Tacrolimus is approved for use in children following kidney, liver, or heart transplants.

• Metabolism: Children typically have a higher clearance rate than adults, meaning they process the drug faster. Consequently, they often require higher doses per kilogram of body weight to maintain therapeutic levels.
• Growth: There is no definitive evidence that tacrolimus significantly stunts growth, but the chronic use of corticosteroids (often given alongside tacrolimus) can affect development.

Patients over the age of 65 may be more sensitive to the side effects of tacrolimus, particularly its effects on the kidneys and blood pressure.

• Renal Clearance: Natural age-related decline in kidney function increases the risk of tacrolimus-induced nephrotoxicity.
• Polypharmacy: Elderly patients are often on multiple medications for other conditions (like heart disease), increasing the risk of complex drug-drug interactions.

In patients with renal impairment, the initial dose of tacrolimus should be at the lower end of the range. If kidney function worsens during treatment (indicated by a rising creatinine), the doctor may need to reduce the dose or temporarily hold the medication. Tacrolimus is not removed by hemodialysis or peritoneal dialysis.

For patients with severe hepatic impairment (Child-Pugh score >10), the initial dose must be reduced significantly, often by 50% or more. These patients require very frequent blood level monitoring because the drug can stay in their system for a much longer time than usual.

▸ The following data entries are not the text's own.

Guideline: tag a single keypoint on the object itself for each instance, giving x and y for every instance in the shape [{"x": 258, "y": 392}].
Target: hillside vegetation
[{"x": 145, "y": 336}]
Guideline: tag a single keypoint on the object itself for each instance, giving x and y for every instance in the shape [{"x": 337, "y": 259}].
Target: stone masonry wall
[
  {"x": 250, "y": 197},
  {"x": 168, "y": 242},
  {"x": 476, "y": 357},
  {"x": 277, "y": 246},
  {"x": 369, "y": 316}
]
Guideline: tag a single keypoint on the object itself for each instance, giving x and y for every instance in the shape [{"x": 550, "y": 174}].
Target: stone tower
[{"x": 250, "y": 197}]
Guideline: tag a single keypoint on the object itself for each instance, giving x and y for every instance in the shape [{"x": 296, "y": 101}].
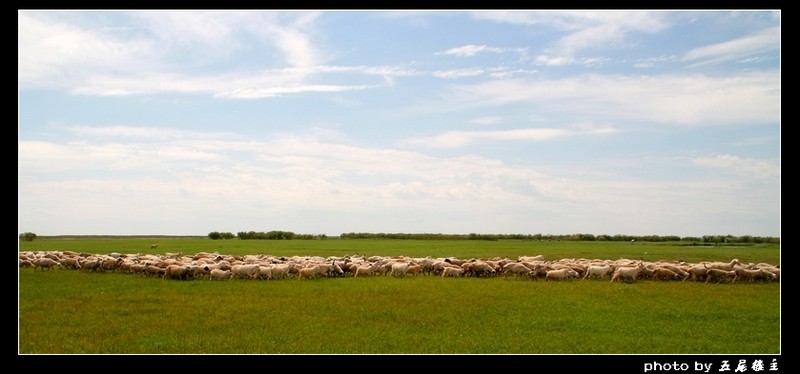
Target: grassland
[{"x": 71, "y": 312}]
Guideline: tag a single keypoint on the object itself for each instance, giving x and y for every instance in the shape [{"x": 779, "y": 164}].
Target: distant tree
[{"x": 27, "y": 236}]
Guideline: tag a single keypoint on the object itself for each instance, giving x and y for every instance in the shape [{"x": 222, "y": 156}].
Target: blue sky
[{"x": 327, "y": 122}]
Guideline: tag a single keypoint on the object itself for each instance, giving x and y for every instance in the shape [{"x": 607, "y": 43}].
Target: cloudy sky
[{"x": 600, "y": 122}]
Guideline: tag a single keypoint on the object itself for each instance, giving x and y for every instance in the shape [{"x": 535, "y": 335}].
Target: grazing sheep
[
  {"x": 451, "y": 271},
  {"x": 218, "y": 274},
  {"x": 560, "y": 274},
  {"x": 663, "y": 273},
  {"x": 598, "y": 271},
  {"x": 365, "y": 270},
  {"x": 719, "y": 275},
  {"x": 70, "y": 263},
  {"x": 182, "y": 272},
  {"x": 399, "y": 269},
  {"x": 516, "y": 268},
  {"x": 627, "y": 274},
  {"x": 45, "y": 263}
]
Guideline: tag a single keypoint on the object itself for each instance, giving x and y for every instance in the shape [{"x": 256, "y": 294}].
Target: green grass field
[{"x": 72, "y": 312}]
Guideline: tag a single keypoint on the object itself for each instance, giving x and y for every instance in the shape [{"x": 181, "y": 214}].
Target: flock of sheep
[{"x": 214, "y": 266}]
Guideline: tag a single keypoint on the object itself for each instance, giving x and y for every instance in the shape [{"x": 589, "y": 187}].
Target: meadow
[{"x": 74, "y": 312}]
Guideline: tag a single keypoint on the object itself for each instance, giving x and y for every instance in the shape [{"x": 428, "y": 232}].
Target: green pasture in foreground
[{"x": 72, "y": 312}]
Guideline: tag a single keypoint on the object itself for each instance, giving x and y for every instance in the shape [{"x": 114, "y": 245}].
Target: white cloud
[
  {"x": 465, "y": 50},
  {"x": 454, "y": 139},
  {"x": 487, "y": 120},
  {"x": 56, "y": 54},
  {"x": 752, "y": 97},
  {"x": 472, "y": 50},
  {"x": 457, "y": 73},
  {"x": 258, "y": 93},
  {"x": 741, "y": 48},
  {"x": 751, "y": 168},
  {"x": 585, "y": 29}
]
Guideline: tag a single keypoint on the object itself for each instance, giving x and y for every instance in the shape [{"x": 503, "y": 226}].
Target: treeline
[
  {"x": 706, "y": 239},
  {"x": 268, "y": 235}
]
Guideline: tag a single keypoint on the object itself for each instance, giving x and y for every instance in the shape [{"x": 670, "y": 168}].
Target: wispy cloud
[
  {"x": 584, "y": 29},
  {"x": 454, "y": 139},
  {"x": 751, "y": 168},
  {"x": 763, "y": 41},
  {"x": 473, "y": 49},
  {"x": 678, "y": 99},
  {"x": 487, "y": 120},
  {"x": 457, "y": 73}
]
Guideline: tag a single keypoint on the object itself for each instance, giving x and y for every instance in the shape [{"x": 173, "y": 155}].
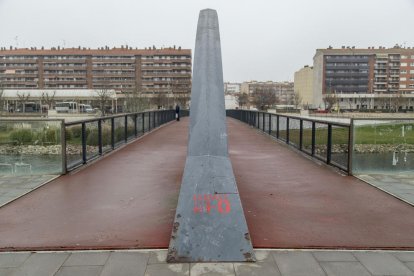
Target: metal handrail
[
  {"x": 149, "y": 120},
  {"x": 258, "y": 120}
]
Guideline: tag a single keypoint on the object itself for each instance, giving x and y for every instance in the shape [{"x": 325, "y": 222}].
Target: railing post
[
  {"x": 287, "y": 130},
  {"x": 277, "y": 126},
  {"x": 256, "y": 123},
  {"x": 126, "y": 128},
  {"x": 270, "y": 124},
  {"x": 350, "y": 145},
  {"x": 63, "y": 145},
  {"x": 329, "y": 145},
  {"x": 143, "y": 122},
  {"x": 313, "y": 137},
  {"x": 135, "y": 125},
  {"x": 100, "y": 136},
  {"x": 300, "y": 134},
  {"x": 149, "y": 120},
  {"x": 263, "y": 121},
  {"x": 84, "y": 143},
  {"x": 113, "y": 132}
]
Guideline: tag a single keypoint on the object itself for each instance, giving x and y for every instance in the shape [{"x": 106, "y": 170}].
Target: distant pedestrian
[{"x": 177, "y": 112}]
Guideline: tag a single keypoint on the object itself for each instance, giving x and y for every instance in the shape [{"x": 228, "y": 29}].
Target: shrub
[
  {"x": 22, "y": 136},
  {"x": 92, "y": 137},
  {"x": 76, "y": 131}
]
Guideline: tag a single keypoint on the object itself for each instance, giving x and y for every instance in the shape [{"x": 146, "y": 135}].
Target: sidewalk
[
  {"x": 152, "y": 262},
  {"x": 15, "y": 186}
]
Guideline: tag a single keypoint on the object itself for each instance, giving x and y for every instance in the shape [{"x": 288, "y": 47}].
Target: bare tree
[
  {"x": 264, "y": 98},
  {"x": 242, "y": 99},
  {"x": 362, "y": 101},
  {"x": 182, "y": 101},
  {"x": 103, "y": 97},
  {"x": 159, "y": 100},
  {"x": 396, "y": 101},
  {"x": 136, "y": 101},
  {"x": 23, "y": 99},
  {"x": 330, "y": 100},
  {"x": 2, "y": 101},
  {"x": 48, "y": 99},
  {"x": 297, "y": 100}
]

> Important: Special populations require individualized medical assessment and more frequent laboratory monitoring to ensure safety.

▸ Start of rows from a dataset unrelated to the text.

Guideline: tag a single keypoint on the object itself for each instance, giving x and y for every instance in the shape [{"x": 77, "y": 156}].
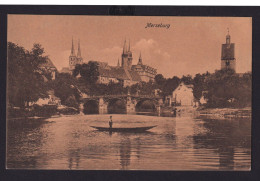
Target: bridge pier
[
  {"x": 102, "y": 106},
  {"x": 130, "y": 106}
]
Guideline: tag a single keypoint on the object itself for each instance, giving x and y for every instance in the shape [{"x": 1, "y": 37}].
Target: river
[{"x": 177, "y": 143}]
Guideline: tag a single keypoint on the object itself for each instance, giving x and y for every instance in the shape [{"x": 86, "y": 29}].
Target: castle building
[
  {"x": 73, "y": 59},
  {"x": 183, "y": 95},
  {"x": 127, "y": 73},
  {"x": 228, "y": 60}
]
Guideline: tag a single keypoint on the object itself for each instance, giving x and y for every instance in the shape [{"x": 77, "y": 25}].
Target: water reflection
[
  {"x": 224, "y": 136},
  {"x": 73, "y": 158}
]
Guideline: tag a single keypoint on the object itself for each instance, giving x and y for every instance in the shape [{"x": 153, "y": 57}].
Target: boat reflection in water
[{"x": 176, "y": 143}]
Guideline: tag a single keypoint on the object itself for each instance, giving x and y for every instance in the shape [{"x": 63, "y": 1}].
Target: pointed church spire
[
  {"x": 79, "y": 52},
  {"x": 72, "y": 49},
  {"x": 124, "y": 48},
  {"x": 140, "y": 59}
]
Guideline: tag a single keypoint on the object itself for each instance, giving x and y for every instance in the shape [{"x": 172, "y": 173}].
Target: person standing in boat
[{"x": 110, "y": 122}]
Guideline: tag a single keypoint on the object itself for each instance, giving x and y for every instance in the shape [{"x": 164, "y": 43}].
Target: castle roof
[
  {"x": 119, "y": 73},
  {"x": 65, "y": 70}
]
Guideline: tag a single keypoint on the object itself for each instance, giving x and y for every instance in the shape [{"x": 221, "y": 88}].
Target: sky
[{"x": 191, "y": 45}]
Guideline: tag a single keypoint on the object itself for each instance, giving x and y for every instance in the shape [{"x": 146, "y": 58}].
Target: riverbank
[{"x": 226, "y": 112}]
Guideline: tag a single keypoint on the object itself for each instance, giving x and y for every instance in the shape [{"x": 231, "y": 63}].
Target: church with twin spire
[{"x": 125, "y": 73}]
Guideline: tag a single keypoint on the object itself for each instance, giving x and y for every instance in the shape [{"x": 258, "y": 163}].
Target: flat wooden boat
[{"x": 134, "y": 129}]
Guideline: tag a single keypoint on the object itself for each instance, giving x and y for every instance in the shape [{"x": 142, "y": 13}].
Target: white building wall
[{"x": 183, "y": 95}]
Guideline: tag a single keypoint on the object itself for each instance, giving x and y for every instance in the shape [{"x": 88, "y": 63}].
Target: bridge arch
[
  {"x": 116, "y": 106},
  {"x": 146, "y": 106},
  {"x": 91, "y": 107}
]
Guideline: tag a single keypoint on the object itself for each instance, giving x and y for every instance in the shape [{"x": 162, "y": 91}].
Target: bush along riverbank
[
  {"x": 37, "y": 111},
  {"x": 226, "y": 112}
]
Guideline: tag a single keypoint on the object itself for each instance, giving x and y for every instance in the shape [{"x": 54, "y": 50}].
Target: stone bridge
[{"x": 123, "y": 104}]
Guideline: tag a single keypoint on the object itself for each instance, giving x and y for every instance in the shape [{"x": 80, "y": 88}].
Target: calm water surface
[{"x": 181, "y": 143}]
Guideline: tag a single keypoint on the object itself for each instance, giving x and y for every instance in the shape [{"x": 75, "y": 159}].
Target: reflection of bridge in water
[{"x": 121, "y": 104}]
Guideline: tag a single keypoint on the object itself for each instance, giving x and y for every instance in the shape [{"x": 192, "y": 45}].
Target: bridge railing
[{"x": 122, "y": 95}]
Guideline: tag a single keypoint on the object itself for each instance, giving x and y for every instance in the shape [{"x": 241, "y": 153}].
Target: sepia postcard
[{"x": 129, "y": 92}]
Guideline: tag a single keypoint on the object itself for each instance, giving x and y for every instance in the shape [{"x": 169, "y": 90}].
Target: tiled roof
[
  {"x": 48, "y": 64},
  {"x": 65, "y": 70},
  {"x": 119, "y": 73}
]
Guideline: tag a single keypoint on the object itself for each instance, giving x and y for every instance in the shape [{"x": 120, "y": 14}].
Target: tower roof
[
  {"x": 129, "y": 46},
  {"x": 79, "y": 52},
  {"x": 124, "y": 48},
  {"x": 140, "y": 59}
]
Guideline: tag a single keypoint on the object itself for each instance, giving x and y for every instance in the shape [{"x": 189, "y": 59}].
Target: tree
[
  {"x": 64, "y": 87},
  {"x": 25, "y": 77},
  {"x": 89, "y": 72}
]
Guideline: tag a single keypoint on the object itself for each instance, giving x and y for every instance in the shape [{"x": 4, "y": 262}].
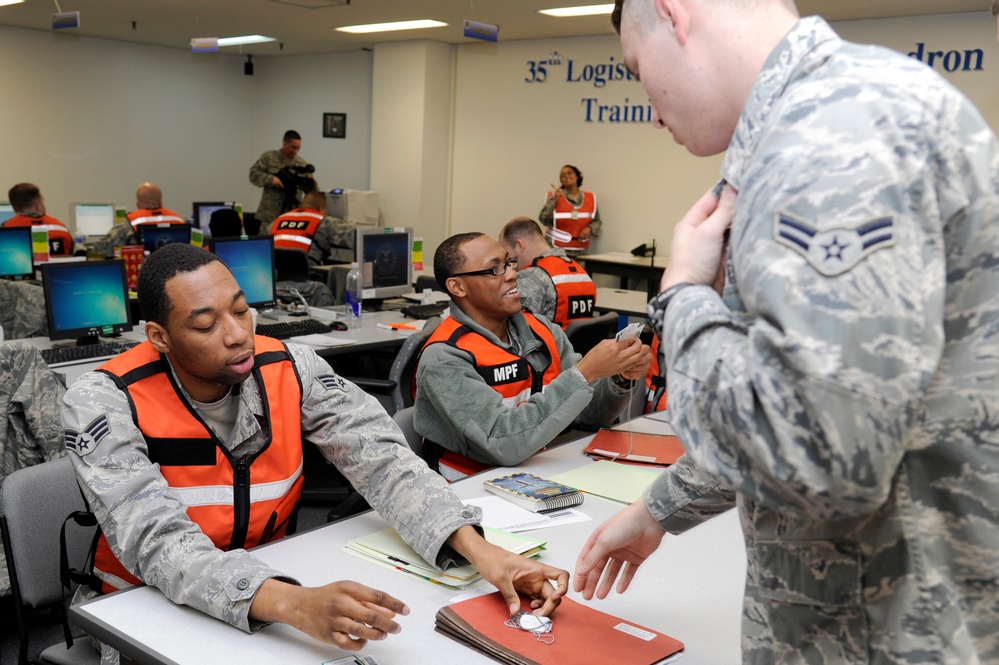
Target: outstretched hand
[{"x": 617, "y": 547}]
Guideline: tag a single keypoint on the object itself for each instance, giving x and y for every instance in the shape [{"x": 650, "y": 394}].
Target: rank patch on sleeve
[
  {"x": 85, "y": 442},
  {"x": 835, "y": 251},
  {"x": 333, "y": 382}
]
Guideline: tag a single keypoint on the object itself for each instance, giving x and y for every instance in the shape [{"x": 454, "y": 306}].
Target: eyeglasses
[{"x": 497, "y": 270}]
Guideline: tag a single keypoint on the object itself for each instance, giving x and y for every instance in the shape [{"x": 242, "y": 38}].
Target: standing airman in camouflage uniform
[
  {"x": 843, "y": 390},
  {"x": 264, "y": 172},
  {"x": 30, "y": 427},
  {"x": 203, "y": 331}
]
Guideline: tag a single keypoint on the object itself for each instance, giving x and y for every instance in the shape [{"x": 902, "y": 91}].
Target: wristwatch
[{"x": 657, "y": 306}]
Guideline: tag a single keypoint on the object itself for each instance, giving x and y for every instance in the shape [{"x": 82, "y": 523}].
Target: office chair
[
  {"x": 584, "y": 334},
  {"x": 35, "y": 502}
]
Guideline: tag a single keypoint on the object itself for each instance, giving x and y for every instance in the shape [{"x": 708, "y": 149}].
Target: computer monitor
[
  {"x": 203, "y": 212},
  {"x": 6, "y": 211},
  {"x": 16, "y": 253},
  {"x": 251, "y": 261},
  {"x": 155, "y": 236},
  {"x": 91, "y": 219},
  {"x": 354, "y": 205},
  {"x": 385, "y": 257},
  {"x": 86, "y": 299}
]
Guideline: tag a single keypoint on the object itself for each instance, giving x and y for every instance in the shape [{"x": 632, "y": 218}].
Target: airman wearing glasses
[{"x": 496, "y": 384}]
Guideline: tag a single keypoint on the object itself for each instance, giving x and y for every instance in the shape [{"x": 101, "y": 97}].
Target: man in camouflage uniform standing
[
  {"x": 264, "y": 172},
  {"x": 842, "y": 387},
  {"x": 30, "y": 428}
]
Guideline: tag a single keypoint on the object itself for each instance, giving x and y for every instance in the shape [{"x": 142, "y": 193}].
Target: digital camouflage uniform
[
  {"x": 458, "y": 410},
  {"x": 23, "y": 311},
  {"x": 30, "y": 427},
  {"x": 846, "y": 385},
  {"x": 262, "y": 175},
  {"x": 131, "y": 499}
]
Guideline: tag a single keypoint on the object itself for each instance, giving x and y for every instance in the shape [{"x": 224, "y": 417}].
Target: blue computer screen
[
  {"x": 15, "y": 252},
  {"x": 86, "y": 298},
  {"x": 251, "y": 261},
  {"x": 154, "y": 237}
]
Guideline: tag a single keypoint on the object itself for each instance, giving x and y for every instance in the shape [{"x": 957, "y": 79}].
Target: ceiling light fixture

The primary effect of tacrolimus is the suppression of the cell-mediated immune response. The onset of immunosuppression is relatively rapid once therapeutic blood levels are reached, but the full effect on the immune system's 'memory' takes longer. There is a direct relationship between the 'trough' blood concentration (the lowest level before the next dose) and both the prevention of rejection and the risk of toxicity.

| Parameter | Value |

|---|---|

| Bioavailability | 5% to 67% (Average ~25%) |

| Protein Binding | ~99% (Albumin and Alpha-1-acid glycoprotein) |

| Half-life | 12 to 21 hours (highly variable) |

| Tmax (Time to peak) | 0.5 to 2 hours (Oral) |

| Metabolism | Hepatic (CYP3A4 and CYP3A5) |

| Excretion | Fecal (>92%), Renal (<1%) |

• Molecular Formula: C44H69NO12
• Molecular Weight: 804.02 g/mol
• Solubility: Insoluble in water; freely soluble in ethanol, lipids, and organic solvents.
• Structure: A 23-membered tricyclic macrolide lactone.

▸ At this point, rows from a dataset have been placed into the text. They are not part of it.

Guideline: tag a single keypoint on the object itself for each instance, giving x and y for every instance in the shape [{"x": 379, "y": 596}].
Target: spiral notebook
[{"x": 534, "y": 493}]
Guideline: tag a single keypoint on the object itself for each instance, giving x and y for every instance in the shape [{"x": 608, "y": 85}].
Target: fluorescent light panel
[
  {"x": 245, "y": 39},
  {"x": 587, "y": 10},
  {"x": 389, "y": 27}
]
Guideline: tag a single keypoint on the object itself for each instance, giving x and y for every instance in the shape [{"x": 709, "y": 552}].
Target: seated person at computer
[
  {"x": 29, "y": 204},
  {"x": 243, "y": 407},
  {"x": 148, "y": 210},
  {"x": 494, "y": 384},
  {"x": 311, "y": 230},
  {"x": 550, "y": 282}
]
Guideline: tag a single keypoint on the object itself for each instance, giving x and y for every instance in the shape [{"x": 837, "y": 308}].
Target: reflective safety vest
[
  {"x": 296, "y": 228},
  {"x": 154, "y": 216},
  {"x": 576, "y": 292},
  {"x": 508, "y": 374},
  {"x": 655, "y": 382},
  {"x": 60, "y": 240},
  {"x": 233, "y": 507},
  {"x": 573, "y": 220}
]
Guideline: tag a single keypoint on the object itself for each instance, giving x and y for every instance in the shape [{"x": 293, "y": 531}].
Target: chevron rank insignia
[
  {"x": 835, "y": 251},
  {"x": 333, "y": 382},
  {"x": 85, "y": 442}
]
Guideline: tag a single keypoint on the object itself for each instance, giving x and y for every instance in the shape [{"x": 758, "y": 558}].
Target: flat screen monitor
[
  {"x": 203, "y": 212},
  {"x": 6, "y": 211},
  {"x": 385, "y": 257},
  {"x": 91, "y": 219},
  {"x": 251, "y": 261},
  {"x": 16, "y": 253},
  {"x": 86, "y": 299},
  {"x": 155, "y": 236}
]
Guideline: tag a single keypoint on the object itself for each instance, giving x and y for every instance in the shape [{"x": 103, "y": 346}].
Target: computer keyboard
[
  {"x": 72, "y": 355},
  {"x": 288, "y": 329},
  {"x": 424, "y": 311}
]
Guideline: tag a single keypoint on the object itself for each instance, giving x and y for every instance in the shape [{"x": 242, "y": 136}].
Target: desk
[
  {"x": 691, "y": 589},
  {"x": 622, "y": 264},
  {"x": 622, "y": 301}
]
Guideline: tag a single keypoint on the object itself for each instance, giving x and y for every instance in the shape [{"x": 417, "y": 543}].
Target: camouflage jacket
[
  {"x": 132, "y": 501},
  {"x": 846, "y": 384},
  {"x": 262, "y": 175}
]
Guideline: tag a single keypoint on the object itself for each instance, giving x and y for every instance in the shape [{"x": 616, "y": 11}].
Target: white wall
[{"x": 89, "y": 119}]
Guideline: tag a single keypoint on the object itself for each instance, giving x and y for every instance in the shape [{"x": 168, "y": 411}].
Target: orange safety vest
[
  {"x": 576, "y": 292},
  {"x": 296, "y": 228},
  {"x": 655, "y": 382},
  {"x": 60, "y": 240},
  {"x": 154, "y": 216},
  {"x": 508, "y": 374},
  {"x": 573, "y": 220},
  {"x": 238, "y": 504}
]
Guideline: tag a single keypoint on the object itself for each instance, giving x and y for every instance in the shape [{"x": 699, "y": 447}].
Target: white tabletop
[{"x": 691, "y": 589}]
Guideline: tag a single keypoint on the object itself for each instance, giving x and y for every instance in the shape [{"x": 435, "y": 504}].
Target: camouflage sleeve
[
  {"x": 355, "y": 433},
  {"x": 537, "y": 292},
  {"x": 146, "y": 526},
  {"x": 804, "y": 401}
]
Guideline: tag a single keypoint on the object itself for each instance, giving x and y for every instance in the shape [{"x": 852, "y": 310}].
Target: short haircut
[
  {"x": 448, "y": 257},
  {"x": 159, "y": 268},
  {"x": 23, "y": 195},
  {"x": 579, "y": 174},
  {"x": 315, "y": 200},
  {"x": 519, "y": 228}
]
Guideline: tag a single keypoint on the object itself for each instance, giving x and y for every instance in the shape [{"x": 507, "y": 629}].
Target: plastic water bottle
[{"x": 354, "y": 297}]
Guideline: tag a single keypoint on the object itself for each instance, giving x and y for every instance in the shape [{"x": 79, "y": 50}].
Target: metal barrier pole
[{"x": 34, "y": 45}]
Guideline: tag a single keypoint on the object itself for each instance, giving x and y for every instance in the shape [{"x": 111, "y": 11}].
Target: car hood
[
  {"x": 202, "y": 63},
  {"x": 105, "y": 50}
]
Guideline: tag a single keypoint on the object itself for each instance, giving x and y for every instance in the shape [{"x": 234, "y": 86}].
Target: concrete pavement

Tacrolimus is classified as a Calcineurin Inhibitor (CNI). It is therapeutically categorized as an immunosuppressant. It is more potent than cyclosporine (the first CNI discovered) and has largely replaced it in most transplant protocols due to a slightly better side-effect profile regarding gum hyperplasia and hair growth, though it carries a higher risk of diabetes.